Hunger strikes are, however, a modern analogue of this old-time method of
retaliation.
P796:1, 70:10.11
One of the earliest formulations of advanced tribal law had to do with the
taking over of the blood feud as a tribal affair. But strange to relate, even
then a man could kill his wife without punishment provided he had fully paid
for her. The Eskimos of today, however, still leave the penalty for a crime,
even for murder, to be decreed and administered by the family wronged.
P796:2, 70:10.12
Another advance was the imposition of fines for taboo violations, the provision
of penalties. These fines constituted the first public revenue. The practice
of paying "blood money" also came into vogue as a substitute for blood vengeance.

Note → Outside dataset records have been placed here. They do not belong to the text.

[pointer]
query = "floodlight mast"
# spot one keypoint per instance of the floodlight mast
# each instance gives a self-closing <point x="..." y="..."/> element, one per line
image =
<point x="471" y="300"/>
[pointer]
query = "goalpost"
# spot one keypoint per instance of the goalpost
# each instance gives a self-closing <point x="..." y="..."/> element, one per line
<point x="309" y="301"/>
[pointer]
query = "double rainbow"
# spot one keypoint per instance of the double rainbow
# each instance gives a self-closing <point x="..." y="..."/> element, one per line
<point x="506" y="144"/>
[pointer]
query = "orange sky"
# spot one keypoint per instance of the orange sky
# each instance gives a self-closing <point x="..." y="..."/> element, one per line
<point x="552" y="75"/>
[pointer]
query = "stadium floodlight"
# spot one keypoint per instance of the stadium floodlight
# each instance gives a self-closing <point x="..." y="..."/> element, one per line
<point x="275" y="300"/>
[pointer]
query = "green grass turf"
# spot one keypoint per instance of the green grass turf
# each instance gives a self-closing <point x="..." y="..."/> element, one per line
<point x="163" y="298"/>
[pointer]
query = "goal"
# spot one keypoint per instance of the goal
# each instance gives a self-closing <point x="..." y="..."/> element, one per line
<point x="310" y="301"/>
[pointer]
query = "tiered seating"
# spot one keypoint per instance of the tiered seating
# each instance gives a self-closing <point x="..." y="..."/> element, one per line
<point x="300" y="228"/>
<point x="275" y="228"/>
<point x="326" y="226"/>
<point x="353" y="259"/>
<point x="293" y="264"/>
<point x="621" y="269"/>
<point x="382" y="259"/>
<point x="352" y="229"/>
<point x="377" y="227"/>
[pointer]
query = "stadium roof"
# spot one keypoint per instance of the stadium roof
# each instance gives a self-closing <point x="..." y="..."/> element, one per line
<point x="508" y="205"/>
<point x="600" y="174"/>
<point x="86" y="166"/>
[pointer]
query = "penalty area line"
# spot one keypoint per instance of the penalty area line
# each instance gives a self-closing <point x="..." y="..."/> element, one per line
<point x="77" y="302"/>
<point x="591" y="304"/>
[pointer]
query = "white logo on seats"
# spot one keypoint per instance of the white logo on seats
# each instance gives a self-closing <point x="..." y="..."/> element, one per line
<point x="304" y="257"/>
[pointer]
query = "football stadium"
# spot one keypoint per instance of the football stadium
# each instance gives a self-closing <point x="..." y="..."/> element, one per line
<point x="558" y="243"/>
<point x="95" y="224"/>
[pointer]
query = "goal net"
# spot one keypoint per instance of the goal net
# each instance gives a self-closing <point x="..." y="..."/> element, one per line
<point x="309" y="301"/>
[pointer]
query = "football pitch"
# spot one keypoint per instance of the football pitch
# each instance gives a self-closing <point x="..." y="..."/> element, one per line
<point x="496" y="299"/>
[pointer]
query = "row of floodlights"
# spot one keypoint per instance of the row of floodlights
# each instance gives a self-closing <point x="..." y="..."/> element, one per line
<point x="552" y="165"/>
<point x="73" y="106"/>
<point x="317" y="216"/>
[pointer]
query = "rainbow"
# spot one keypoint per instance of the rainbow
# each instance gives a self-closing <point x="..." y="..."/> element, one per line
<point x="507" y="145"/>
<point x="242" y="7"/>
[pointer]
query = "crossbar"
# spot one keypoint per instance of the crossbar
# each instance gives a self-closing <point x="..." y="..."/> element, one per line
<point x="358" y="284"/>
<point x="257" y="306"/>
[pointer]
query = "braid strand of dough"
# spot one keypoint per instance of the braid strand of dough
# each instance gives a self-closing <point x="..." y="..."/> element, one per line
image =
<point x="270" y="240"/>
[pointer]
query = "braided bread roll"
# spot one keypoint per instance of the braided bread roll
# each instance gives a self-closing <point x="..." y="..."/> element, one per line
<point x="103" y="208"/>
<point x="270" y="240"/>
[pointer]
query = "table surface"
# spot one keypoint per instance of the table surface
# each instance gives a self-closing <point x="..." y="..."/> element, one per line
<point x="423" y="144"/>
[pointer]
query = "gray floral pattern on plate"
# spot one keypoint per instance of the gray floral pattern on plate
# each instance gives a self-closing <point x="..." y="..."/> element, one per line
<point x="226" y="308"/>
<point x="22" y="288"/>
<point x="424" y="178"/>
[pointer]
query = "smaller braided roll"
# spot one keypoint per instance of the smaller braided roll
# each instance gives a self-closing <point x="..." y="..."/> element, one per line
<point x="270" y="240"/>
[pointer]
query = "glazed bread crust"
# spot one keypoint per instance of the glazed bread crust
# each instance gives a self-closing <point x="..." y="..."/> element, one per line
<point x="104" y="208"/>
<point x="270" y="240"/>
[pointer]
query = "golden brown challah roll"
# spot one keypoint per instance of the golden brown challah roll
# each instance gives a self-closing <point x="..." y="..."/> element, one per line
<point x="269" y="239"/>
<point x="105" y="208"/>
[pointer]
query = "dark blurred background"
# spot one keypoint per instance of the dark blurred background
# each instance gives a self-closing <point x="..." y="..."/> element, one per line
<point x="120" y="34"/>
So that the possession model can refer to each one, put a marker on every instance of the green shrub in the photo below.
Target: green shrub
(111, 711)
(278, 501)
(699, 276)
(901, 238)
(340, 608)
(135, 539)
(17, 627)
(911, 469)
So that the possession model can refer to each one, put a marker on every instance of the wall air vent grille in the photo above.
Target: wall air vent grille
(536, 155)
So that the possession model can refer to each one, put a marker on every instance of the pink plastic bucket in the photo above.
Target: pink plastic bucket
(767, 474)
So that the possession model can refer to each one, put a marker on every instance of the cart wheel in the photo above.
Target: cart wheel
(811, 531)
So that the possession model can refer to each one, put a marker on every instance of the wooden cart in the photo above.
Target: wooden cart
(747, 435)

Such damages were usually paid in women or cattle; it was a long time before
actual fines, monetary compensation, were assessed
as punishment for crime. And since the idea of punishment was essentially
compensation, everything, including human life, eventually came to have a
price which could be paid as damages. The Hebrews were the first to abolish
the practice of paying blood money. Moses taught that they should "take no
satisfaction for the life of a murderer, who is guilty of death; he shall
surely be put to death."
P796:3, 70:10.13
Justice was thus first meted out by the family, then by the clan, and later
on by the tribe. The administration of true justice dates from the taking
of revenge from private and kin groups and lodging it in the hands of the
social group, the state.
P796:4, 70:10.14
Punishment by burning alive was once a common practice. It was recognized
by many ancient rulers, including Hammurabi and Moses, the latter directing
that many crimes, particularly those of a grave sex nature, should be punished
by burning at the stake. If "the daughter of a priest" or other leading citizen
turned to public prostitution, it was the Hebrew custom to "burn her with
fire."
P796:5, 70:10.15
Treason -- the "selling out" or betrayal of one's tribal associates -- was
the first capital crime. Cattle stealing was universally punished by summary
death, and even recently horse stealing has been similarly punished. But as
time passed, it was learned that the severity of the punishment was not so
valuable a deterrent to crime as was its certainty and swiftness.
P796:6, 70:10.16
When society fails to punish crimes, group resentment usually asserts itself
as lynch law; the provision of sanctuary was a means of escaping this sudden
group anger. Lynching and dueling represent the
unwillingness of the individual to surrender private redress to the state.